We reformed the GMC General Medical Council because it was a doctor majority in the old days and we made it parity between lay people and doctors, and that was something that I did. 
But that tendency to pull the shutters down and push people away is very very deep rooted and I couldn’t say, hand on heart, we managed to crack that. So I think duty of candour is interesting in that context. It means a legal duty to be open about failings. It means the organisation can’t come down on the individual and make them feel intimidated.Large collection of quality cleanersydney at discounted prices.An cleaningservicesydney is a network of devices used to wirelessly locate objects or people inside a building. 

Let’s go with what Francis said. Detailed, sensible recommendations. Shouldn’t we be going with those rather than writing our own? 

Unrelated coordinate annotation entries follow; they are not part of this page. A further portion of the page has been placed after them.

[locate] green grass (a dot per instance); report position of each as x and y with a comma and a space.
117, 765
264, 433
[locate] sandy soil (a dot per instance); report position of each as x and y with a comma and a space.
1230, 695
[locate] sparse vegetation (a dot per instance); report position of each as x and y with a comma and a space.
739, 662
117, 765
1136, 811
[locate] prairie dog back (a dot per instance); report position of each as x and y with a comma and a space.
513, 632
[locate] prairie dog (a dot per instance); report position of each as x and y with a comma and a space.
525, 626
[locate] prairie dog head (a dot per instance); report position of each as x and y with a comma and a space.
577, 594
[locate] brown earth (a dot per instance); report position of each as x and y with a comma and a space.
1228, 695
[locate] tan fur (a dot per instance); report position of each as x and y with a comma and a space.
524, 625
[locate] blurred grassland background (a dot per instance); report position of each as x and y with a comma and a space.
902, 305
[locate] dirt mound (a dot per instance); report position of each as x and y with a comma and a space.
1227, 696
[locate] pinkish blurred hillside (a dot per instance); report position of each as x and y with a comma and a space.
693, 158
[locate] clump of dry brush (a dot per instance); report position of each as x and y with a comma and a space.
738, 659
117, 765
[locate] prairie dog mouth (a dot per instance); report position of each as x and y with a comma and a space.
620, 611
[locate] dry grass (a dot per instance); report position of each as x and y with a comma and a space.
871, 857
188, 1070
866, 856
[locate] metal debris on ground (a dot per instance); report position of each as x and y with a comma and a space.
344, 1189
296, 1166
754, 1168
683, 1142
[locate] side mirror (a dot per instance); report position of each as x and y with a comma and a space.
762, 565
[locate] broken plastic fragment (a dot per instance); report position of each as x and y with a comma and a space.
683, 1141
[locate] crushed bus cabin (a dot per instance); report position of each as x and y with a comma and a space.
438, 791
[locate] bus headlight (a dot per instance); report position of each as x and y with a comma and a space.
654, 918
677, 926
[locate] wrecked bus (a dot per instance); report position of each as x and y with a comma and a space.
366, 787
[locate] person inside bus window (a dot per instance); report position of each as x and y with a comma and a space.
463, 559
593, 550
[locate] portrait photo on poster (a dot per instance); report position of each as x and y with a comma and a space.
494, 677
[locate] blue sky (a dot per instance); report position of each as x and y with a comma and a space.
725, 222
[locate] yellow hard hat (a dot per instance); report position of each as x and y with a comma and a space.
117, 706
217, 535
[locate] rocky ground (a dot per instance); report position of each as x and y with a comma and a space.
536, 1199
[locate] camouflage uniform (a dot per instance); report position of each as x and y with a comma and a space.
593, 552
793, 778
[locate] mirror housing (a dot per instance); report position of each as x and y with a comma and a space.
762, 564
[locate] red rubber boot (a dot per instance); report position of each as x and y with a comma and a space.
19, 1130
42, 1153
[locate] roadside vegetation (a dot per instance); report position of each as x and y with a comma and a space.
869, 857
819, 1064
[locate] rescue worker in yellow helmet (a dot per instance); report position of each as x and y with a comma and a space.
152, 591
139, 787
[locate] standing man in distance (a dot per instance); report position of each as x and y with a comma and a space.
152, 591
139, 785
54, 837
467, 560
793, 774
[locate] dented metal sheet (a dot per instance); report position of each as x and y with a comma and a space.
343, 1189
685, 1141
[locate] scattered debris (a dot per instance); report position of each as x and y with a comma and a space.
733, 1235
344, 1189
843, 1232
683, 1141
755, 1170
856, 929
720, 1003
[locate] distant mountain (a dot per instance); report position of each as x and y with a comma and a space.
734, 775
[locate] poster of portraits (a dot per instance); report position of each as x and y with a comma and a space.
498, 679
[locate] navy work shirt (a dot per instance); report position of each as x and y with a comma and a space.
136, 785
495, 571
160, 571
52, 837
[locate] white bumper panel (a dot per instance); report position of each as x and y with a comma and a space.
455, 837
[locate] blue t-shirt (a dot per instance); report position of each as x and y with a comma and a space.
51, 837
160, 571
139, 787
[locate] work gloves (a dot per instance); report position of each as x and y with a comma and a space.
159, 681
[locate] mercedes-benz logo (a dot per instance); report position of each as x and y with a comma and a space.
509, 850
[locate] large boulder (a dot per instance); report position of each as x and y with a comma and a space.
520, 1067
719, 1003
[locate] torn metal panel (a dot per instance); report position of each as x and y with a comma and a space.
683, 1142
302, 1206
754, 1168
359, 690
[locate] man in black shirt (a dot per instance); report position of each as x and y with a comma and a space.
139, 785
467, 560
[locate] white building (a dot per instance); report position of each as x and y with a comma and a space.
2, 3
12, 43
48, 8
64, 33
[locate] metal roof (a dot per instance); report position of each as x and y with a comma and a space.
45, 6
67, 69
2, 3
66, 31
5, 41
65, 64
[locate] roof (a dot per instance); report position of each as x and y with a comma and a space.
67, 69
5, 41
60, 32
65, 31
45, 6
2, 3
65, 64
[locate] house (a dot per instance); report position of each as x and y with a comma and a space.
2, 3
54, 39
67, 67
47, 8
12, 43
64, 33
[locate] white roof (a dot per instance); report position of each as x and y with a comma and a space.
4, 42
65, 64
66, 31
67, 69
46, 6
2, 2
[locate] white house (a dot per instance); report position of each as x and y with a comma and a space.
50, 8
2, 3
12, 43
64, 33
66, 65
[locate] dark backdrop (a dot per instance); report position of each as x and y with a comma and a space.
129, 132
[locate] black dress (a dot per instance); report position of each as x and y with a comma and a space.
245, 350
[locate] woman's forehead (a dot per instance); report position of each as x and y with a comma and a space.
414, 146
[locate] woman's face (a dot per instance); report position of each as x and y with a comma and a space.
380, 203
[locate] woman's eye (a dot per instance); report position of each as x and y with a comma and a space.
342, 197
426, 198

What about the Friends and Family Test? No objection to that. I in a similar way prioritised staff satisfaction and patient satisfaction as two good catch-all indicators. If patients are satisfied and staff think they’re working in a good environment they tell you much more than you can get from a four-hour target, so I began to prioritise those more human indicators, so I’ve no objection to the Friends and Family Test but it’s only one of a number of things. 

It’s frustrating, isn’t it, when you’re sitting there and people are throwing stuff and you obviously can’t reply and you reject it entirely, it’s when my job loses its appeal. Firstly, I’d say we had a three-year public inquiry into Stafford hospital where all of the papers of my time in government were looked at. And I gave evidence and Ben Bradshaw health minister 2007-09 gave evidence and all of our paperwork was looked at, emails, everything. It is quite hard,We printers print with traceable cleaningsydney to optimize supply chain management. then, having gone through that process, and that report saying that ministers didn’t act in any way wrongly or improperly, for then somebody in the House of Commons to stand up and chuck casual allegations around like that. That is pretty difficult. 

The sense of it the quotation from Lady Young was we were trying to minimise bad publicity. I want to answer that directly. I appointed Robert Francis to begin the process of inquiry on Stafford. People have forgotten that but I did. It was one of the first things I did as Health Secretary, and my mindset – the reason I mention that is that it illustrates my mindset at the time, which was the opposite of what they are saying. I was in the mindset of “bring it all out, we need to know if other hospitals have serious problems”. So I brought forward this process of registration, which was a 360-degree look at all hospitals to give a full picture of their problems. That led to literally – I mean literally, the eve of the last general election – I’m talking a matter of hours before it was called, 27 hospitals were registered with conditions. 

What does that mean? It meant that they couldn’t be registered as safe. They couldn’t be given a clean bill of health. It meant that the CQC couldn’t say this hospital is operating to an acceptable standard. And that was the purpose of the exercise: it was to flush out the hospitals that needed to be looked at, rather than them coming out in a drip-drip of a hospital looms into the headlines here and another one there. The idea was that we had to survey the whole scene and find out where these problems were. 

Again, people say “pressure”. I was asking tough questions of the CQC in that period. There was a feeling in the department that they weren’t on top of this enough, that they didn’t have evidence to back up some of the positions they were taking. And so there was a big process of change under way. In November 2009, having been discussing with the CQC, “Were we getting to the bottom of things?” I made a statement to Parliament saying I was going to bring forward this process of registration, I was going to refocus the CQC on that job. So that before the election we could give a clear statement about where all the problems were and that exercise was completed.